Söz konusu engelliler olunca; yılda bir gün veya bir hafta bile olsa; onları gündeme taşımak, onların değerli olduğunu onlara hissettirmek, onları ziyaret etmek ve onlarla ilgili onların katılımıyla etkinlikler gerçekleştirmek değerlidir.
Tüm bunlar önemli ve değerli olmakla birlikte esas olan; engellilere doğru yaklaşımımızla ilgili ilerlemelerdir. Bu bağlamda engellilerin haklarını kazanmaları ve bu haklarını kullanarak toplum içinde/kamusal alanlarda ve kendi özel mekanlarında engelsiz olarak yaşamalarına yönelik sorumluluklarımızı yerine getirmemiz en önemli hususlardandır.

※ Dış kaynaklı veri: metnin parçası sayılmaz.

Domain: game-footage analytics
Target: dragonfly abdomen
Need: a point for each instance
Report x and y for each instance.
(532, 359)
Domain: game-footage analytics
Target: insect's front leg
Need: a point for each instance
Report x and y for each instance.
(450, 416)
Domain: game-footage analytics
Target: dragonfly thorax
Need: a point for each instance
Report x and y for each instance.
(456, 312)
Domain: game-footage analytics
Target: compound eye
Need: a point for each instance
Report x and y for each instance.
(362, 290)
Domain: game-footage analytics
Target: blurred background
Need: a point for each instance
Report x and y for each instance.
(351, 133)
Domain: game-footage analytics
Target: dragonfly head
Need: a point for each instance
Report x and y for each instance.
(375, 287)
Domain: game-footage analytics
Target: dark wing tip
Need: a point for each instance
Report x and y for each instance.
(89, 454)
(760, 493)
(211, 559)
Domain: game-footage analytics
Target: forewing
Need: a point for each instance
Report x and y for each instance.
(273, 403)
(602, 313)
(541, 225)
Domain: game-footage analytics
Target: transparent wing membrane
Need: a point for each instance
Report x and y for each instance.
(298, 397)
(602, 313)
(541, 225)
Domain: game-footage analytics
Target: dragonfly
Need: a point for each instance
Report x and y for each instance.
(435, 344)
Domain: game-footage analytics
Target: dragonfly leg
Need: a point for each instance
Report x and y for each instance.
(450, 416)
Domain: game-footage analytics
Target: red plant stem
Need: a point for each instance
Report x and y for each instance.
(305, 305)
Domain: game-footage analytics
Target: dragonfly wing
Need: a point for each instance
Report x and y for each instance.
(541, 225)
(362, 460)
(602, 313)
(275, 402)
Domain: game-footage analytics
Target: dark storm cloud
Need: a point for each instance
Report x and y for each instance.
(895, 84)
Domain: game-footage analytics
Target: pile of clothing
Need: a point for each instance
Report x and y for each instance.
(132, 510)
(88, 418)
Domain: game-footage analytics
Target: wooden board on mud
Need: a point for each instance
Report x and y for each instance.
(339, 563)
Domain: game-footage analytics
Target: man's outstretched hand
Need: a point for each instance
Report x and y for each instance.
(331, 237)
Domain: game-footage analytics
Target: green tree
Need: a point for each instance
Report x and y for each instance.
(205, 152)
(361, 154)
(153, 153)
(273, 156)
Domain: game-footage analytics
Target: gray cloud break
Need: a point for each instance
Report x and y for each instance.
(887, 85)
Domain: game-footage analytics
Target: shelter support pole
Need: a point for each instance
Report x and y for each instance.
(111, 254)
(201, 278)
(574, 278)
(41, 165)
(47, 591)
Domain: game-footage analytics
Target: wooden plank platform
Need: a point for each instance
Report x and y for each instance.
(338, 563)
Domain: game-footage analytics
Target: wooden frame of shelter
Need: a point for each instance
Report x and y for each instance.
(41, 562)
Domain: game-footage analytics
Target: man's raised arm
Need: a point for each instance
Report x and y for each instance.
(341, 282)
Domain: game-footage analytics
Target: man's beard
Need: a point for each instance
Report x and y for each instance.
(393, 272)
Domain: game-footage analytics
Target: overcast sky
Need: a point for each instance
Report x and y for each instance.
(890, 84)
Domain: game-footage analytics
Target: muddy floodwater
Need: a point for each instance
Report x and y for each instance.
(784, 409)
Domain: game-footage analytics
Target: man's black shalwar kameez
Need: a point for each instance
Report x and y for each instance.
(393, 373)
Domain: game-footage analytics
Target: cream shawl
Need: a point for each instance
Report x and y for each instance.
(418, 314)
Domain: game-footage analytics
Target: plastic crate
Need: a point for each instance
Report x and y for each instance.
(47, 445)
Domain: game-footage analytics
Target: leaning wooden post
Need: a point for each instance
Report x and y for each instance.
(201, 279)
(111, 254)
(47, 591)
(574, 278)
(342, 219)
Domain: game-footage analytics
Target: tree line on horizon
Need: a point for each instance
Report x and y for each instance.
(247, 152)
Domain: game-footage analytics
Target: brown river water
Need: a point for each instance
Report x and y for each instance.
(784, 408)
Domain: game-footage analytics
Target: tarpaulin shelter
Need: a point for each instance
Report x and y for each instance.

Onların; yaşam alanlarından, toplumdan, haklarından kopmadan yaşamlarını devam ettirebilmeleri öncelenerek; onlar için gerekli her türlü fiziki ve sosyal düzenlemeler/iyileştirmeler yapmak, onlara ayrılan alanları işgal etmemek, onlara psikolojik ve fiziki şiddet uygulanmasının önüne geçmek, eğitim, sağlık gibi temel haklarını kullanmalarını sağlamak temel duyarlılıklarımız arasında olmalı.
Engelli doğumları önlemeye yönelik tedbirler almak, engellilerin kesin sayısını tespit etmek, onlara istihdam sağlamak, ulaşım imkanlarını kolaylaştırmak, çarşı pazarda, trafikte, ibadet mekanlarında rahat hareket etme imkanlarını artırmak da üzerinde durulması gereken hususlar arasındadır.
Geçen yıl bu konuda ki yazımızda da bahsettiğimiz gibi:
“Örneğin; Toplu taşıma araçlarında durakların, semtlerin yerini sesli bildiren butonların olması, kaldırımların görme ve yürüme engellilere uygun hale getirilmesi, çarşıda ve camilerde engellilerin kullanabileceği ve abdest almaya uygun lavaboların olması, hastanelerde ve hizmet verilen diğer kamu binalarında da sesli butonların olması. Bankamatik vb mobil hizmet alınan cihaz ve donanımların, engellilerin kullanabileceği şekilde dizayn edilmesi...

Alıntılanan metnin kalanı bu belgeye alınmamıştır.